En cada uno de estos cuentos, la autora logra lo que yo podría considerar la esencia del contar: la conexión entre el lector y lo que lee. Quienes leemos nos hemos encontrado con ejemplos (muchos) de ficción corta que cumplen con los requisitos del buen narrar, cuyos escritores han comprendido, aprendido, y utilizado las técnicas y teorías necesarias para la construcción de un buen cuento. Sin embargo, aun cuando nos damos cuenta de la calidad de dicha lectura, se nos hace difícil, por no decir imposible, conectar con ella. No nos identificamos con lo leído porque la literatura es mucho más que seguir reglas técnicas y teorías, mucho más que emular y “llevarse de los que saben”, más que leer clásicos y citarlos cuarenta veces en cada conversación. La literatura requiere en un alto porcentaje la capacidad que tiene Kianny de humanizar los personajes, de “aterrizarlos”, de mostrarlos tal y como son, para que el lector, al leerlos, los vea. Leer el personaje y sus circunstancias no es suficiente para alcanzar la vital conexión que hace de un cuento una experiencia literaria extraordinaria. Hace falta ‘ver’ al personaje, ‘vivir’ con él o ella sus experiencias, ‘mirar a través de sus ojos’ las complicaciones y/o conflictos que enfrenta; e incluso ‘saberse’ jodido cuando los dioses de la narrativa deciden, por encima de quien escribe, que el personaje (y el lector) se va a joder. Esta capacidad puede que no tenga nombre propio, pero Kianny Antigua la posee. A lo mejor la podemos incluir dentro del espectro vasto de ‘talento’. Lo cierto es que mientras leía “Con un nudo en la garganta”, por ejemplo, esa mujer era yo: y volví a escuchar cada letra de Niebla de riachuelo, y me devolví al barrio, pero también a Nueva York, a las expectativas de los de aquí y los de allá, al incesante taladreo ideológico de quienes nos rodean, a lo que dejamos a medias creyendo que lo encontraríamos igual, a la gente… Quizás sea eso lo que hace un cuento “mejor” que otro, de lo que está compuesta la materia de la buena literatura.
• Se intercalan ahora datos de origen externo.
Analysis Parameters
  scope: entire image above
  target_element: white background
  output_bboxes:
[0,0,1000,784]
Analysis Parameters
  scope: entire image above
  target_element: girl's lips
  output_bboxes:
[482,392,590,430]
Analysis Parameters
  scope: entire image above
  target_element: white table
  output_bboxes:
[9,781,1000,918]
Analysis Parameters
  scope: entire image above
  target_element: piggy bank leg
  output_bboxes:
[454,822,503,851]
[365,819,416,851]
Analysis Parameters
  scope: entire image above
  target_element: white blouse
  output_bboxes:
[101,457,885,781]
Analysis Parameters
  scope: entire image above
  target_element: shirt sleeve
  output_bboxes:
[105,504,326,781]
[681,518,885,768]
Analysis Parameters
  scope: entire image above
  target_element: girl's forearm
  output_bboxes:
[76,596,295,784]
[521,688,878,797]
No puedo concluir sin resaltar el recurso que también señalara el escritor Edwin Castillo en otra apreciación de esta obra: el del “final abierto”, utilizado en algunos de los cuentos, tales como “Ratas” y “Desde que empecé”. No es nuevo, pero no es cosa de todos los días hallarse con un uso tan acertado del mismo, dejarle esa tarea al lector, no darle la vaina en cucharita. En fin, que estas bestezuelas han llenado con creces mis expectativas y abren un sendero aún más amplio en cuanto a qué esperar de Kianny N. Antigua en el futuro.

Solo queda darle las gracias a la autora por su oficio. Lecturas como esta continúan con la tradición del buen cuento dominicano.